I am probably missing the details but I still have not found enough information about the Ultra plan. Its probably in a comment somewhere that I have not seen.
Does anyone have a good breakdown of rate limits? I have no issue paying $200 but I won’t if I don’t understand what it is buying me. Are rate limits only hard limits, ie there is a message in the UI that states I have exceeded my limits, or are there also throttling/queues that are different than Ultra plan? Really only curious about the last part.
20x usage (than PRO PLAN) on all OpenAI, Claude, Gemini models
Today it seems there is a bug related to using claude 1-2 times and it hits the rate-limited. But the document is still a little shady. I think you should by PRO+ (60$) to use before using Ultra.
With Ultra, you will get near-unlimited usage of requests each month. There is no hard cap on the number of requests you can use, and while it follows the same rate limit system as Pro, Ultra has 20 times the rate limits, which should be incredibly difficult ever to reach.
If you were to hit a rate limit on any plan, you would be shown an alert in-app, with one of three options:
Upgrade to a higher plan
Enable usage-based pricing to pay for exactly what you use
Switch to a different model / model family
There are no “queues” or “slow requests” anymore, either, so things are much simpler.

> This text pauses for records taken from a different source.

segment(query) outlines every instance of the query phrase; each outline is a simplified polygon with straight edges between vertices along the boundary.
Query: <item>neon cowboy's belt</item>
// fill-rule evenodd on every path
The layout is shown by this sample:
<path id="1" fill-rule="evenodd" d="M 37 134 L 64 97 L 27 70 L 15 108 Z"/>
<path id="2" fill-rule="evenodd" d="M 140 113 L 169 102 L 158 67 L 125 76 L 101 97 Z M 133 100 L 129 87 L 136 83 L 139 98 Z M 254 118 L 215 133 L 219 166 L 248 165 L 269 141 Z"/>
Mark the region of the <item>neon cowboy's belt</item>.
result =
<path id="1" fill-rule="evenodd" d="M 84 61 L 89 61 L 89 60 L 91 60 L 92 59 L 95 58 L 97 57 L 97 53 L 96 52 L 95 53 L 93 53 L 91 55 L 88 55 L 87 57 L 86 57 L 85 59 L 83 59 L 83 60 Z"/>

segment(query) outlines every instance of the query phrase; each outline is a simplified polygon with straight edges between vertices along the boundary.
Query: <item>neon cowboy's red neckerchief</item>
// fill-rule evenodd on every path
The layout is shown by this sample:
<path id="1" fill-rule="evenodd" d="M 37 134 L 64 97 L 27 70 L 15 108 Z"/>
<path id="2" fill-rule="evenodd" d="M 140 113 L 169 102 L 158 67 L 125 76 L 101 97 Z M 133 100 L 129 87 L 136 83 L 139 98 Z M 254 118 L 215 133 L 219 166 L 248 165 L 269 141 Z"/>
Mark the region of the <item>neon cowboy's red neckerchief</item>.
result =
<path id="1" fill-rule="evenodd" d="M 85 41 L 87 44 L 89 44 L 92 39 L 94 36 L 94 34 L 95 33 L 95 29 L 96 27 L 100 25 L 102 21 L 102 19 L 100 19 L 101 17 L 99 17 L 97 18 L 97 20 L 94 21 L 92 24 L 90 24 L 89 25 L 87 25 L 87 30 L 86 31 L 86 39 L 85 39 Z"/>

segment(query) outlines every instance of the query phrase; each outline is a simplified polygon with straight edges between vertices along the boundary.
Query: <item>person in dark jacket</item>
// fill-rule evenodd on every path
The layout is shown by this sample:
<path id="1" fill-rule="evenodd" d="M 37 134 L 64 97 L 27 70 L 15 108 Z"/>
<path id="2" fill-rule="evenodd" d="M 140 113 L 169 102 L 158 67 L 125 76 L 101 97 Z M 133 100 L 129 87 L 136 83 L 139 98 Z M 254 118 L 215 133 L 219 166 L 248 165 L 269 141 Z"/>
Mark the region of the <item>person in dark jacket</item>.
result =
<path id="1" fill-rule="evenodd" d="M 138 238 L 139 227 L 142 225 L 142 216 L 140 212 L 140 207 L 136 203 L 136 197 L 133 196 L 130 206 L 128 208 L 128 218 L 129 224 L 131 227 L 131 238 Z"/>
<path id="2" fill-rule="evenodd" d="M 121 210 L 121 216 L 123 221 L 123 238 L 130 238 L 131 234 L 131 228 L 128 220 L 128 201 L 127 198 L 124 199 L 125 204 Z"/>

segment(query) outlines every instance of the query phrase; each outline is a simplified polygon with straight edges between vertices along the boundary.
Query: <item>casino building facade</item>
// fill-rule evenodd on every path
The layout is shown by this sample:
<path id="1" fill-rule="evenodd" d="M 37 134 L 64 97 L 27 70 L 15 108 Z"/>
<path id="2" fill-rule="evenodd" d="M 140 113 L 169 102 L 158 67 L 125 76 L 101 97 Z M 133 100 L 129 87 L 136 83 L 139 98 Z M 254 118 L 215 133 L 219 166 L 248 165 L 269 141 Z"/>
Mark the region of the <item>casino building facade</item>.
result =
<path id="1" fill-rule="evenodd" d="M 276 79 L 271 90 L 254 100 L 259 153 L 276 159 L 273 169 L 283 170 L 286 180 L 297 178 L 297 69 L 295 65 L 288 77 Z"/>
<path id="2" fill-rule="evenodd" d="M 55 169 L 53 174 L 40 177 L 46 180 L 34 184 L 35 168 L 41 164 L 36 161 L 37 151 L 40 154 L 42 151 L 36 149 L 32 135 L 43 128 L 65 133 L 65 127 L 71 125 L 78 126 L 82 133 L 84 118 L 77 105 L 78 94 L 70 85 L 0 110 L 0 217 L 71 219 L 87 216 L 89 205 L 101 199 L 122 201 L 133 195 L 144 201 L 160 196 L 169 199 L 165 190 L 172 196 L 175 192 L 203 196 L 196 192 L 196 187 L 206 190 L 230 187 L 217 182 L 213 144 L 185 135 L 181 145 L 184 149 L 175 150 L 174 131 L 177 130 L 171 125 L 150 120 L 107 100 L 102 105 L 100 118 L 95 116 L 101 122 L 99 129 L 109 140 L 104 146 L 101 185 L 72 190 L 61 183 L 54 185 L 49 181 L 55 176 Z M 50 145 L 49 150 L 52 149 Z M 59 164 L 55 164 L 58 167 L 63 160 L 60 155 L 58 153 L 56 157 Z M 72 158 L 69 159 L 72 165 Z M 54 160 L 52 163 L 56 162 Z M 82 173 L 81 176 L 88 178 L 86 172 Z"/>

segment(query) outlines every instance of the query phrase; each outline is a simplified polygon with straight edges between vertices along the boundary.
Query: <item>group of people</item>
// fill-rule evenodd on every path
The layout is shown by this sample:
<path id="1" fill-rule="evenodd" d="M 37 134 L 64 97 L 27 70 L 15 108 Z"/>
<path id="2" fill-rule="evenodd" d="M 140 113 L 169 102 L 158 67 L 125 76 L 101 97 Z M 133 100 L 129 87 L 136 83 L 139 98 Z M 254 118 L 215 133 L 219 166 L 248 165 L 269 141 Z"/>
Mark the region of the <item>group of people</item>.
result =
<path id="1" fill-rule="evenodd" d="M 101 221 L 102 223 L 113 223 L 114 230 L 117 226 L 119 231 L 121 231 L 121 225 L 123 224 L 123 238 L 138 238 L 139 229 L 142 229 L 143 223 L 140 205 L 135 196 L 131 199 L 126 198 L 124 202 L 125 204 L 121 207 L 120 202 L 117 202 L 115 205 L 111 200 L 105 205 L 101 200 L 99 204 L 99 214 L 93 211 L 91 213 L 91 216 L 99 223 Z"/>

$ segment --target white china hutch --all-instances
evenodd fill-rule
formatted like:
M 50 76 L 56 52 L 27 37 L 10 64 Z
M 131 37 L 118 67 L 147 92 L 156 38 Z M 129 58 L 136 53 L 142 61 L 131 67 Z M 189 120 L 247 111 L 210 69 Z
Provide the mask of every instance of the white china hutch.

Switching to different models or model families doesn’t work anymore. For the past couple of days, when I hit a rate limit with one model, I hit it with every model other than Gemini Flash. And yes, I can’t even use models like 4.1. Or sonnet 3.5.
We may have had an issue where rate limits were not correctly maintained across all models, but GPT 4.1 and Gemini Flash should both be truly unlimited I believe, is this not the case for you?
Now, when I hit a rate limit, and for me now, that means 3-4 prompts with Sonnet 4 non-thinking. I’m unable to use any other model other than Gemini Flash and auto.
I think Auto basically just uses 4.1 the vast majority of the time. I technically can use it, but I can’t specifically select 4.1 and use it.
This suggests you have likely used your burst rate limit already, which is large (always >= your plan cost) but is very slow to refill - this leaves you with your ‘local’ limit, which is smaller but refills every few hours.
For most users who have hit this already, we’ve found the vast majority have either changed their usage pattern, or used to rely on usage-based pricing to top up their usage each month, and should expect to continue to do so now!